The legislation would cap the industry's risk from earthquakes in exchange for a one-time contribution of up to $1 billion to capitalize the new fund, to be called the California Earthquake Authority.
In the event of an earthquake twice as destructive as last year's Northridge quake, holders of homeowners policies statewide could face surcharges of up to 30% a year for 10 years regardless of whether they had earthquake coverage or even lived in the affected area.
And if losses drained the fund, earthquake policyholders would receive only a pro-rata share of their claims.
If that happened, Sen. Tom Campbell (R-Stanford) predicted, the Legislature would feel compelled to make up the difference because the authority--although funded with private money--would be under state control.
Even without a disaster, the authority would be offering stripped-down coverage at prices as high as those paid today for conventional policies.
Quackenbush said that without the plan, the current, barely functioning insurance market will get even worse, disrupting home sales and potentially stalling California's economic recovery.
Representatives of the California Chamber of Commerce and of real estate and banking groups echoed those concerns Tuesday and supported his approach.
However, with only three weeks left until adjournment, several key lawmakers said the plan is too complex and controversial to pass this year. Nor is it likely to slip through quietly in the crush and confusion that typically marks the end of a session.
"It's too visible and there's too much opposition to it" for such sleight of hand, said Sen. Herschel Rosenthal (D-Los Angeles), chairman of the Senate Insurance Committee and a supporter of the Quackenbush plan.
That leaves open the possibility that the Legislature could embrace a less radical measure or simply do nothing and leave the state to muddle through until next year.
Faced with $12 billion in losses from Northridge, the insurance industry hit the brakes about a year ago. California law requires insurers to offer earthquake coverage to their homeowner customers, so in order to duck earthquake exposure, they stopped writing new homeowners policies.
Quackenbush estimates that only 7% of the market is writing insurance normally today, although most carriers continue to renew existing customers' policies. But he said several insurers have submitted contingency plans under which they would stop renewing the policies of about 1 million customers.
The industry has been pushing hard for "delinkage" of homeowners and earthquake insurance, but the idea doesn't seem to have a political prayer unless there were assurances that earthquake coverage would still be available.

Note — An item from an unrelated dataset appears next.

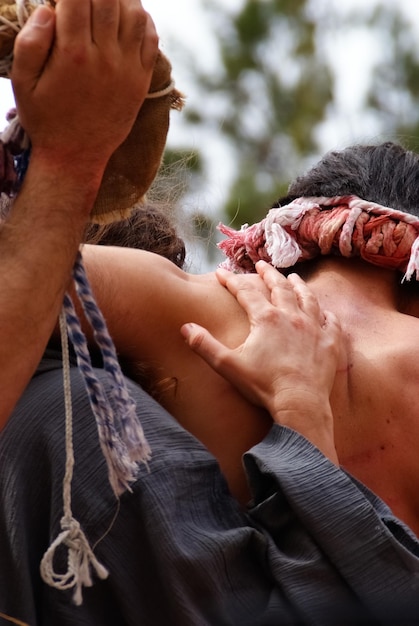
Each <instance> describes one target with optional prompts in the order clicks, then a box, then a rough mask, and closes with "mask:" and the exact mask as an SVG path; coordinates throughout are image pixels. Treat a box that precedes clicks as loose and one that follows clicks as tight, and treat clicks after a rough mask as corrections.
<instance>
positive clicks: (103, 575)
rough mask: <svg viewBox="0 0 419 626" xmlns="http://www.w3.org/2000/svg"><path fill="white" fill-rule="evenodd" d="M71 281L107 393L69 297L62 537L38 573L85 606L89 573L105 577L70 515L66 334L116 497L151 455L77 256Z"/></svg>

Assemblyman David Knowles (R-Placerville), chairman of the House Insurance Committee, has proposed letting homeowners' insurers satisfy their requirement to offer earthquake coverage with a new "mini-policy." The idea is to reduce the industry's overall exposure by raising deductibles from 10% to 15% and sharply limiting the payouts for damaged home contents, exterior structures and alternative living expenses while a home is under repair.
But that would not satisfy State Farm Mutual Automobile Insurance Co., the state's largest insurer, with 24% of the market. State Farm insists that it needs a cap on its potential earthquake exposure, such as that provided in the Quackenbush plan, a spokesman said Tuesday.
Peace said the plan puts so much of the risk on policyholders that it amounts to the same thing as delinkage. Rather than create a new bureaucracy, he suggested delinking now and letting the Legislature appropriate money to pay for a disaster when it happens.